Re: Duplicate history file?

From: Kyotaro Horiguchi <horikyota(dot)ntt(at)gmail(dot)com>
To: rjuju123(at)gmail(dot)com
Cc: sfrost(at)snowman(dot)net, tatsuro(dot)yamada(dot)tf(at)nttcom(dot)co(dot)jp, masao(dot)fujii(at)oss(dot)nttdata(dot)com, pgsql-hackers(at)lists(dot)postgresql(dot)org
Subject: Re: Duplicate history file?
Date: 2021-06-15 01:20:37
Message-ID: 20210615.102037.1074344094249330331.horikyota.ntt@gmail.com
Views: Raw Message | Whole Thread | Download mbox | Resend email
Thread:
Lists: pgsql-hackers

At Fri, 11 Jun 2021 15:18:03 +0800, Julien Rouhaud <rjuju123(at)gmail(dot)com> wrote in
> On Fri, Jun 11, 2021 at 03:32:28PM +0900, Kyotaro Horiguchi wrote:
> I disagree, cp is probably the worst command that can be used for this purpose.
> On top on the previous problems already mentioned, you also have the fact that
> the copy isn't atomic. It means that any concurrent restore_command (or
> anything that would consume the archived files) will happily process a half
> copied WAL file, and in case of any error during the copy you end up with a
> file for which you don't know if it contains valid data or not. I don't see
> any case where you would actually want to use that, unless maybe if you want to
> benchmark how long it takes before you lose some data.

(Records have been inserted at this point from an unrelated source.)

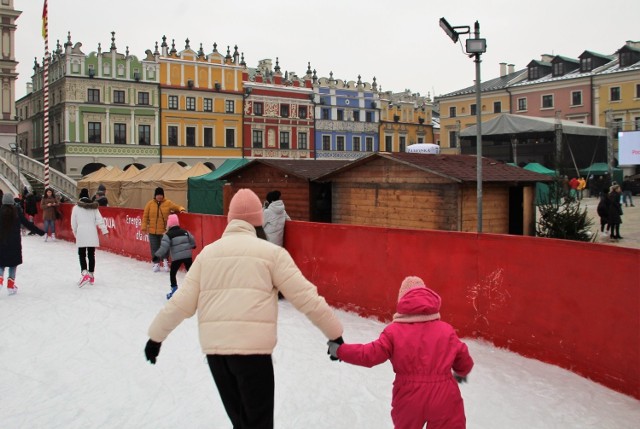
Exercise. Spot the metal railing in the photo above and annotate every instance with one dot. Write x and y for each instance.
(60, 182)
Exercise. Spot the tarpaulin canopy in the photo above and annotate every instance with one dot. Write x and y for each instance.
(205, 192)
(510, 124)
(137, 191)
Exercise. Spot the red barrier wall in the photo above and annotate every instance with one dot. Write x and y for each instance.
(571, 304)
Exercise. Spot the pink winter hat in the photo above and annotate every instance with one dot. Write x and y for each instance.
(245, 205)
(172, 220)
(423, 306)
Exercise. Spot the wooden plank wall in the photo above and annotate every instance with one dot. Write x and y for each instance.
(262, 179)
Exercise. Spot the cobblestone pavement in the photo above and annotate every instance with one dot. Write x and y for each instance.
(629, 230)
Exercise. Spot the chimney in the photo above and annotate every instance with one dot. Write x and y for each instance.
(503, 69)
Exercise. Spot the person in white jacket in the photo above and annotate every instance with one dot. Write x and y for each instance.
(85, 217)
(274, 218)
(233, 285)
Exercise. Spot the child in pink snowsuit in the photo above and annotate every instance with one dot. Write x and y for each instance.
(427, 357)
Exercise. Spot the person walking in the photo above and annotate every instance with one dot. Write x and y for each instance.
(427, 356)
(627, 192)
(85, 217)
(614, 216)
(154, 222)
(275, 217)
(180, 244)
(11, 241)
(233, 285)
(49, 206)
(101, 196)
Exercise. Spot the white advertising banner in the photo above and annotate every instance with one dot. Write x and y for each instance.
(629, 148)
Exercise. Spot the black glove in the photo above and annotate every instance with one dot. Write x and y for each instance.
(459, 378)
(152, 350)
(332, 351)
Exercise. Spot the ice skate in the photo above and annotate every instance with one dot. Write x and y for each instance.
(173, 290)
(86, 278)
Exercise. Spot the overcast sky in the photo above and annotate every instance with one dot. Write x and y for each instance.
(399, 42)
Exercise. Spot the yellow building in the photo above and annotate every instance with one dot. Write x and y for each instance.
(405, 119)
(201, 98)
(458, 109)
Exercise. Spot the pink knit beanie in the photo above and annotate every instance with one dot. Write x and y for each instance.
(245, 205)
(173, 220)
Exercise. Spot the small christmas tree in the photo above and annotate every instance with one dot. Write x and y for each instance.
(562, 217)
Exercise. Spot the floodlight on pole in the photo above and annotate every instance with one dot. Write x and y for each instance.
(474, 47)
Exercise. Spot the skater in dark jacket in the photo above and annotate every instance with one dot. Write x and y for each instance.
(11, 240)
(180, 243)
(603, 212)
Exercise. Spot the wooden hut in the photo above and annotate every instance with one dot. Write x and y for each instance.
(422, 191)
(304, 199)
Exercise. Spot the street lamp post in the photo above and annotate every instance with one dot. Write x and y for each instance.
(474, 47)
(15, 148)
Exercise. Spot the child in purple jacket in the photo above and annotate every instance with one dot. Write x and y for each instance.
(427, 356)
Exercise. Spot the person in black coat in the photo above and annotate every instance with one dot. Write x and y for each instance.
(614, 217)
(11, 240)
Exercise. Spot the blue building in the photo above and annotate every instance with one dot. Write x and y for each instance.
(347, 118)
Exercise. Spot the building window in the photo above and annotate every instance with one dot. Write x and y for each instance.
(302, 141)
(95, 132)
(173, 102)
(326, 142)
(208, 137)
(230, 137)
(143, 98)
(191, 103)
(207, 105)
(453, 139)
(173, 135)
(120, 133)
(614, 93)
(369, 143)
(93, 95)
(356, 144)
(369, 116)
(522, 104)
(558, 69)
(144, 135)
(191, 136)
(284, 140)
(576, 98)
(256, 140)
(118, 97)
(388, 143)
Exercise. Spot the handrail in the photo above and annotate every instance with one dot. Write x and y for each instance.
(57, 180)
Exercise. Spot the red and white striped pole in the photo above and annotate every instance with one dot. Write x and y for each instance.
(45, 34)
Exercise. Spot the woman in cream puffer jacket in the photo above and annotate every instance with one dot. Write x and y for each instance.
(233, 286)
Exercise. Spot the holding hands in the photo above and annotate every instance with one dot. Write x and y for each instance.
(334, 345)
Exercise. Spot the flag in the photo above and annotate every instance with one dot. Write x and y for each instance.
(44, 20)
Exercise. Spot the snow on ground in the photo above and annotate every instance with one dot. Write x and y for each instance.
(73, 358)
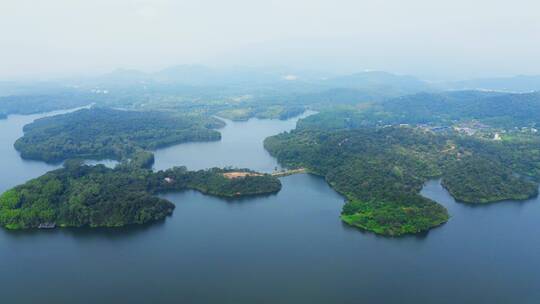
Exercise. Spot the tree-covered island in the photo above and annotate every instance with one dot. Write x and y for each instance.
(381, 170)
(99, 133)
(80, 195)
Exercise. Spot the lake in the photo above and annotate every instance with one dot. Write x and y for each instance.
(285, 248)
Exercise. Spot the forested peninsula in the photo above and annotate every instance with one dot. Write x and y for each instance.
(381, 170)
(99, 133)
(80, 195)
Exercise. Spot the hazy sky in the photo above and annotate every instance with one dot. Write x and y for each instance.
(430, 38)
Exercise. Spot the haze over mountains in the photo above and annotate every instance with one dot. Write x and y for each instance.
(301, 81)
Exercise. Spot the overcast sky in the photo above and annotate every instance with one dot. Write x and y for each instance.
(430, 38)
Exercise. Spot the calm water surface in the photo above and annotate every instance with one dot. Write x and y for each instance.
(285, 248)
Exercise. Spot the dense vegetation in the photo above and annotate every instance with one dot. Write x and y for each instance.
(107, 133)
(479, 180)
(80, 195)
(381, 171)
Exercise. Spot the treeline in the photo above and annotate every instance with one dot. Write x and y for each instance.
(96, 196)
(382, 170)
(498, 109)
(107, 133)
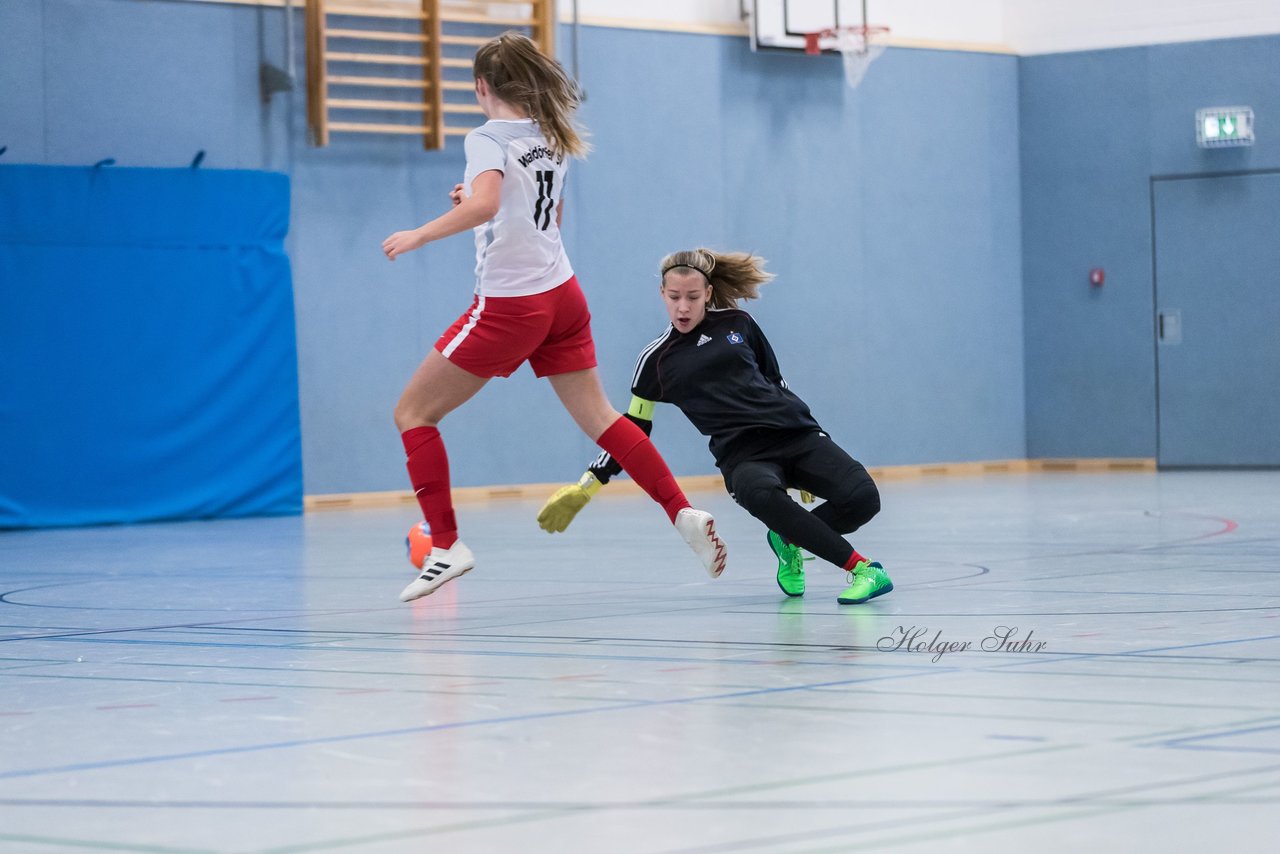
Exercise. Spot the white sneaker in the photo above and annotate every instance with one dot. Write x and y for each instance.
(698, 528)
(442, 565)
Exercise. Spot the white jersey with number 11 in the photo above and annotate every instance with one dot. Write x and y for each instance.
(519, 252)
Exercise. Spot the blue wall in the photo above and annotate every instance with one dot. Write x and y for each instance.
(1096, 127)
(891, 214)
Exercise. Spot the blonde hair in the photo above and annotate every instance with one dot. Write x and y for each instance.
(522, 76)
(732, 275)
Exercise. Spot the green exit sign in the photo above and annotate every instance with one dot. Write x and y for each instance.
(1219, 127)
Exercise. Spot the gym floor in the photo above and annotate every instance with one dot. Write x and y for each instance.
(1069, 662)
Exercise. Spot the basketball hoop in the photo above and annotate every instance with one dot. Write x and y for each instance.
(855, 44)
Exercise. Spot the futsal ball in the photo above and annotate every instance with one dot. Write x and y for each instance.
(417, 544)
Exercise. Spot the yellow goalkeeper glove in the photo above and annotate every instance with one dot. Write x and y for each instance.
(565, 502)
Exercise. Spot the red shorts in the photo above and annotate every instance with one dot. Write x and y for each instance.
(497, 334)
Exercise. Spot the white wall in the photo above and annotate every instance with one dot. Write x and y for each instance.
(1052, 26)
(1022, 26)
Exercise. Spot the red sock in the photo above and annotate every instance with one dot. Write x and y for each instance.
(854, 560)
(429, 473)
(627, 443)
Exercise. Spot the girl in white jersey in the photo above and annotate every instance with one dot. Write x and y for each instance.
(528, 304)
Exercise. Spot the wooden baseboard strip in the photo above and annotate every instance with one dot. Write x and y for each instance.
(703, 483)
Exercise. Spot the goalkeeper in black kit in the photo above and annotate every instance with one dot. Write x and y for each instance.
(716, 365)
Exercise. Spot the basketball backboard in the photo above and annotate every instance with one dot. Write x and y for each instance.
(781, 24)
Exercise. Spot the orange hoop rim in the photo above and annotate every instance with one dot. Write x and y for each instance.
(867, 31)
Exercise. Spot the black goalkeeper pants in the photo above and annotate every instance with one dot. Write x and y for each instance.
(816, 464)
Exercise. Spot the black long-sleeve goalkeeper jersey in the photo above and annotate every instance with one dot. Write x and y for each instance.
(725, 378)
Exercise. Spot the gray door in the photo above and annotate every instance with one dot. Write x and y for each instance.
(1217, 320)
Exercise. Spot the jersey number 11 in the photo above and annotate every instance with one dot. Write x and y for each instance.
(543, 208)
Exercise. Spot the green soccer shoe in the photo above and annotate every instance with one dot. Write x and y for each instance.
(790, 565)
(867, 581)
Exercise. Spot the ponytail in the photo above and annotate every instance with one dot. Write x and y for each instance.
(522, 76)
(732, 275)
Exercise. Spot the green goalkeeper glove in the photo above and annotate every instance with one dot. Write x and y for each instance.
(565, 502)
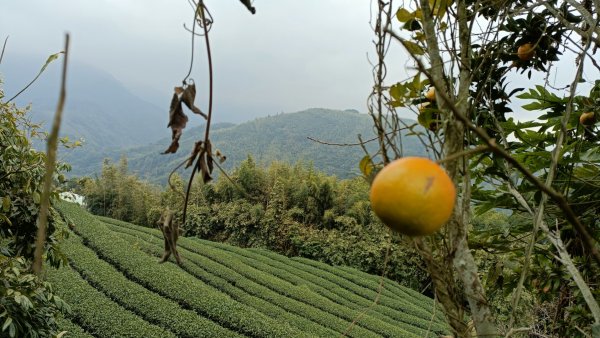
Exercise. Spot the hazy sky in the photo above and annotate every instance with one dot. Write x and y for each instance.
(290, 56)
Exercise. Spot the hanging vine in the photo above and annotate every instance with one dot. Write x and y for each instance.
(201, 157)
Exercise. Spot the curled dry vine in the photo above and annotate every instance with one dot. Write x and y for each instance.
(202, 156)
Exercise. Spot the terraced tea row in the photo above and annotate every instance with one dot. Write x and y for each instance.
(169, 281)
(224, 291)
(261, 266)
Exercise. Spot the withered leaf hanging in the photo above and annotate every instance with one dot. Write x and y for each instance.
(177, 122)
(203, 167)
(197, 148)
(209, 160)
(220, 156)
(188, 96)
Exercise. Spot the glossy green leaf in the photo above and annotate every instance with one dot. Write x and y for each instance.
(404, 15)
(366, 166)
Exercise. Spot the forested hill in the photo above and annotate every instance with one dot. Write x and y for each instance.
(283, 137)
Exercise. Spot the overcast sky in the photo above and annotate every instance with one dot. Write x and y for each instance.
(290, 56)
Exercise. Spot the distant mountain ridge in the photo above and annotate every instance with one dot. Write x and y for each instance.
(282, 137)
(98, 108)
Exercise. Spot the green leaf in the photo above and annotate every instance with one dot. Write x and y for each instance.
(7, 322)
(404, 15)
(6, 204)
(366, 166)
(36, 197)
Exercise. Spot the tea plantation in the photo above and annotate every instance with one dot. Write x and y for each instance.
(116, 288)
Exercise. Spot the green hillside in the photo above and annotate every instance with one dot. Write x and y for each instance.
(116, 288)
(282, 137)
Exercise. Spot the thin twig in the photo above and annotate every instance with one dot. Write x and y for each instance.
(50, 163)
(201, 10)
(465, 153)
(3, 49)
(349, 144)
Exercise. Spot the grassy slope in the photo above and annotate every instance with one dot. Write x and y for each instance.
(116, 288)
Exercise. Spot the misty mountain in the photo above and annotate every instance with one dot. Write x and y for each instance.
(98, 109)
(283, 137)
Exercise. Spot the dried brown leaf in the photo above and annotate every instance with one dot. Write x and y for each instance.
(197, 148)
(209, 160)
(220, 156)
(188, 97)
(203, 168)
(177, 122)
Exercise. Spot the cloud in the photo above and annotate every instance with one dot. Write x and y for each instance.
(290, 56)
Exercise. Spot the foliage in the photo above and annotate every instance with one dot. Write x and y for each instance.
(118, 259)
(293, 210)
(468, 51)
(135, 298)
(29, 305)
(118, 194)
(296, 210)
(167, 278)
(21, 173)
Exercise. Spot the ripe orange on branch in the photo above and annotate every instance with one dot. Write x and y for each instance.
(413, 196)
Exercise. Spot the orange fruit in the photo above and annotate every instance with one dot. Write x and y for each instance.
(413, 196)
(430, 95)
(525, 52)
(587, 118)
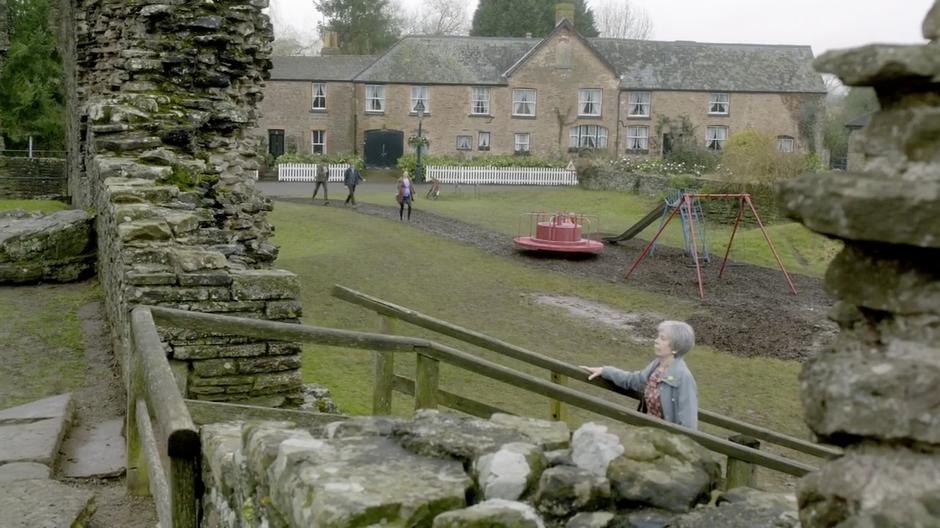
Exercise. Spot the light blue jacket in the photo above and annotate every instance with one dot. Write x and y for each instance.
(678, 392)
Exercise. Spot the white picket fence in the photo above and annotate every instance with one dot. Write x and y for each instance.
(307, 172)
(502, 175)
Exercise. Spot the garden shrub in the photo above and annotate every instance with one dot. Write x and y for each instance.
(752, 156)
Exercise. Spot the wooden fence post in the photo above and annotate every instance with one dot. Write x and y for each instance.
(556, 408)
(426, 379)
(384, 373)
(739, 472)
(138, 474)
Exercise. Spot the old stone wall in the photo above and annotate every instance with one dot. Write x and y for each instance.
(37, 178)
(160, 98)
(446, 471)
(875, 391)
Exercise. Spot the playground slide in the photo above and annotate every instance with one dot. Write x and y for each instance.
(635, 229)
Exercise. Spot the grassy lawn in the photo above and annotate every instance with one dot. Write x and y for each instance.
(327, 245)
(801, 250)
(44, 206)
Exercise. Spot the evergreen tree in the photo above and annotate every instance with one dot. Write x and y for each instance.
(362, 26)
(499, 18)
(32, 98)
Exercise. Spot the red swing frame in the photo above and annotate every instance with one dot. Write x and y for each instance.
(686, 201)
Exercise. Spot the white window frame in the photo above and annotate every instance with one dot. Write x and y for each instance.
(479, 100)
(715, 137)
(522, 142)
(521, 101)
(483, 140)
(590, 101)
(587, 136)
(421, 93)
(639, 104)
(638, 138)
(318, 135)
(375, 98)
(719, 103)
(318, 93)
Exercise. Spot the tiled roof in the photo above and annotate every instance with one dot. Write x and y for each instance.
(448, 60)
(324, 68)
(654, 65)
(641, 64)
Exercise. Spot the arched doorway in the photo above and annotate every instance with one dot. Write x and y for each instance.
(383, 147)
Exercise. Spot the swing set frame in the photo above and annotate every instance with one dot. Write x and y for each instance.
(686, 202)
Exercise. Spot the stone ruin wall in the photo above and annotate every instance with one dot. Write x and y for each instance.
(160, 98)
(875, 392)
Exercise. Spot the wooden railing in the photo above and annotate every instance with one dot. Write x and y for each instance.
(163, 446)
(426, 391)
(307, 172)
(558, 372)
(502, 175)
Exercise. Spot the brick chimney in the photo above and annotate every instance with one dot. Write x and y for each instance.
(562, 11)
(330, 41)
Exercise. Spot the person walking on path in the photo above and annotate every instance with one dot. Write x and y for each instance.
(352, 178)
(405, 195)
(666, 385)
(323, 176)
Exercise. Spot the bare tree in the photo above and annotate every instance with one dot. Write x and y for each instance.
(438, 17)
(620, 19)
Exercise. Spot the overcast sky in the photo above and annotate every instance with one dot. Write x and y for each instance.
(823, 24)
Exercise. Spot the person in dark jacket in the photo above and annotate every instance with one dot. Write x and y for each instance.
(667, 387)
(323, 176)
(352, 178)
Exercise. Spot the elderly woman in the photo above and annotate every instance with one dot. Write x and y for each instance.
(668, 388)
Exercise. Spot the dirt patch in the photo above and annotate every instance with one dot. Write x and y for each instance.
(640, 327)
(749, 312)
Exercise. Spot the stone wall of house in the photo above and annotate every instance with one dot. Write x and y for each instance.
(286, 106)
(4, 44)
(161, 96)
(875, 391)
(774, 114)
(445, 471)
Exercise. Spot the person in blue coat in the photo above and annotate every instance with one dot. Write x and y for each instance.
(666, 384)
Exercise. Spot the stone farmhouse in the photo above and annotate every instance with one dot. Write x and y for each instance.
(547, 96)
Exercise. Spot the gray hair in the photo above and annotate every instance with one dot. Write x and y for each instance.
(680, 335)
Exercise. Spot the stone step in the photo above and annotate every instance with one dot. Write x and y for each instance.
(34, 432)
(96, 451)
(43, 503)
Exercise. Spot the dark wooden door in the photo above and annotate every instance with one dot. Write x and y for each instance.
(276, 142)
(383, 147)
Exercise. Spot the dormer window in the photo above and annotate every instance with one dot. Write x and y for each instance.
(523, 102)
(375, 98)
(719, 104)
(639, 104)
(420, 94)
(589, 102)
(319, 97)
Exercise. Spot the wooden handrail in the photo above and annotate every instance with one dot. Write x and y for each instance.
(153, 393)
(560, 367)
(426, 396)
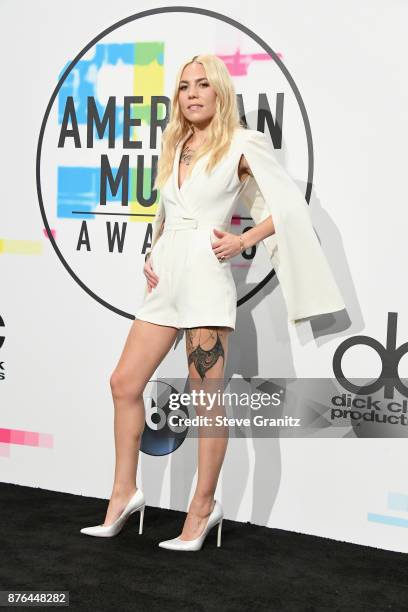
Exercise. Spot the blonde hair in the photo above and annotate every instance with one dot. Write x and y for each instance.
(221, 128)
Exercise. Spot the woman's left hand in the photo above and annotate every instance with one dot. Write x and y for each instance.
(227, 245)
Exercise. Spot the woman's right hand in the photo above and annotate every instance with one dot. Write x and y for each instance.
(151, 276)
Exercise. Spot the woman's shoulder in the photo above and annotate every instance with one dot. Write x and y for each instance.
(243, 134)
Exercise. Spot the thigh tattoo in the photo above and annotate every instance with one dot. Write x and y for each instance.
(203, 359)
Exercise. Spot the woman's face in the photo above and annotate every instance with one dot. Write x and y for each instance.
(196, 96)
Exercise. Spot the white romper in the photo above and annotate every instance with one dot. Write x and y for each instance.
(195, 288)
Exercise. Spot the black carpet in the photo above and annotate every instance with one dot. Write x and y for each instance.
(255, 569)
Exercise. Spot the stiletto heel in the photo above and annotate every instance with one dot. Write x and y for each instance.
(135, 504)
(215, 518)
(141, 520)
(219, 533)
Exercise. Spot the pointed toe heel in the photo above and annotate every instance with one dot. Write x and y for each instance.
(215, 518)
(136, 503)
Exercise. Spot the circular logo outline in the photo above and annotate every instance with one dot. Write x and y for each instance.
(118, 24)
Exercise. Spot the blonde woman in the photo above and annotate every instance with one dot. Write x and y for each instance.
(208, 161)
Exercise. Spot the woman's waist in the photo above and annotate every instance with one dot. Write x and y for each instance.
(190, 222)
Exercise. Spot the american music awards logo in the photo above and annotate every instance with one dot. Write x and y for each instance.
(99, 143)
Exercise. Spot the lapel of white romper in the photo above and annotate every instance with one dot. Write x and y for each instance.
(187, 206)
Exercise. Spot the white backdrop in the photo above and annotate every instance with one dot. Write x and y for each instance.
(61, 345)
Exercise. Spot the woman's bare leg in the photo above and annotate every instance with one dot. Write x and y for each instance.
(207, 353)
(128, 381)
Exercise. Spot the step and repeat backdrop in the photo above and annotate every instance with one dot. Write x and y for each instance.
(86, 94)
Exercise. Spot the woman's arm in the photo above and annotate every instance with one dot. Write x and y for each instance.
(261, 230)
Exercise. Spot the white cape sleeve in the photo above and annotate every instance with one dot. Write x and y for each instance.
(306, 280)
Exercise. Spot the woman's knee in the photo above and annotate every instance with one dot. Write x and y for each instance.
(123, 386)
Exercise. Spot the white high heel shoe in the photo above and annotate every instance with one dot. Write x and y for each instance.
(136, 503)
(215, 518)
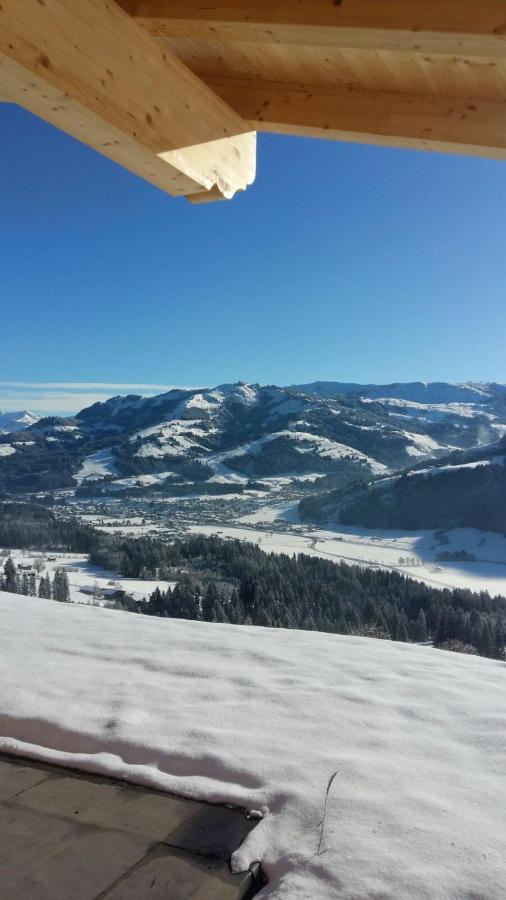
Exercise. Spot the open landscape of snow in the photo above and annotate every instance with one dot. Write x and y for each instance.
(263, 718)
(81, 574)
(96, 465)
(412, 552)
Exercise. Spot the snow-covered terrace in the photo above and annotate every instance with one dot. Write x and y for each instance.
(262, 718)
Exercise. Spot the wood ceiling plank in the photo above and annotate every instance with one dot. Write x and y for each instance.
(474, 27)
(92, 71)
(459, 125)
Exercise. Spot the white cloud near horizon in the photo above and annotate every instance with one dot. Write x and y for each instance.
(66, 398)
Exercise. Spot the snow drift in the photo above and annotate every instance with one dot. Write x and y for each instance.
(262, 718)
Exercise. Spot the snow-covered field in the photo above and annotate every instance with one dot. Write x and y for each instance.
(262, 718)
(89, 576)
(411, 552)
(96, 466)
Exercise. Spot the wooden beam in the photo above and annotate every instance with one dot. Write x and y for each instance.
(87, 68)
(379, 117)
(470, 27)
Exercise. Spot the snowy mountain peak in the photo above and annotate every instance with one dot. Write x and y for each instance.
(17, 420)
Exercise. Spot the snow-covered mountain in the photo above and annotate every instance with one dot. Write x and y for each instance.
(240, 432)
(465, 489)
(17, 421)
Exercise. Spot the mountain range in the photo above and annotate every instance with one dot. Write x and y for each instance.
(239, 433)
(17, 421)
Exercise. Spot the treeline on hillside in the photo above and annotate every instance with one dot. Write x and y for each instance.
(31, 526)
(34, 583)
(305, 592)
(231, 581)
(464, 498)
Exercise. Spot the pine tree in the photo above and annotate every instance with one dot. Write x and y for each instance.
(61, 591)
(10, 576)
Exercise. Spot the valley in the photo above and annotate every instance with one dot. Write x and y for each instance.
(339, 471)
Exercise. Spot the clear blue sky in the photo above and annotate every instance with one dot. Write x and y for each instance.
(341, 262)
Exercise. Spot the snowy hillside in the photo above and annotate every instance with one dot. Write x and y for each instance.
(262, 718)
(255, 432)
(465, 489)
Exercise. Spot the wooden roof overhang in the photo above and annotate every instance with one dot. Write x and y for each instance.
(175, 90)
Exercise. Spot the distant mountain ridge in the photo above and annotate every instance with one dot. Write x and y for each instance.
(465, 489)
(17, 421)
(236, 433)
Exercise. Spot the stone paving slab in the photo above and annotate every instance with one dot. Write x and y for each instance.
(71, 836)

Actually there's large room for losing data with cp. Yes, we would
need additional redundancy of storage and periodical integrity
inspection of the storage and archives on maybe need copies at the
other sites on the other side of the Earth. But they are too-much for
some kind of users. They have the right and responsibility to decide
how durable/reliable their archive needs to be. (Putting aside some
hardware/geological requirements :p) If we mandate some
characteristics on the archive_command, we should take them into core.
I remember I saw some discussions on archive command on this line but
I think it had ended at the point something like that "we cannot
design one-fits-all interface comforming the requirements" or
something (sorry, I don't remember in its detail..)

> I don't know, I'm assuming that barman also provides one, such as wal-e and
> wal-g (assuming that the distant providers do their part of the job correctly).

Well. rman used rsync/ssh in its documentation in the past and now
looks like providing barman-wal-archive so it seems that you're right
in that point. So, do we recommend them in our documentation? (I'm
not sure they are actually comform the requirement, though..)

> Maybe there are other tools too. But as long as we don't document what exactly
> are the requirements, it's not really a surprise that most people don't
> implement them.

I strongly agree to describe the requirements.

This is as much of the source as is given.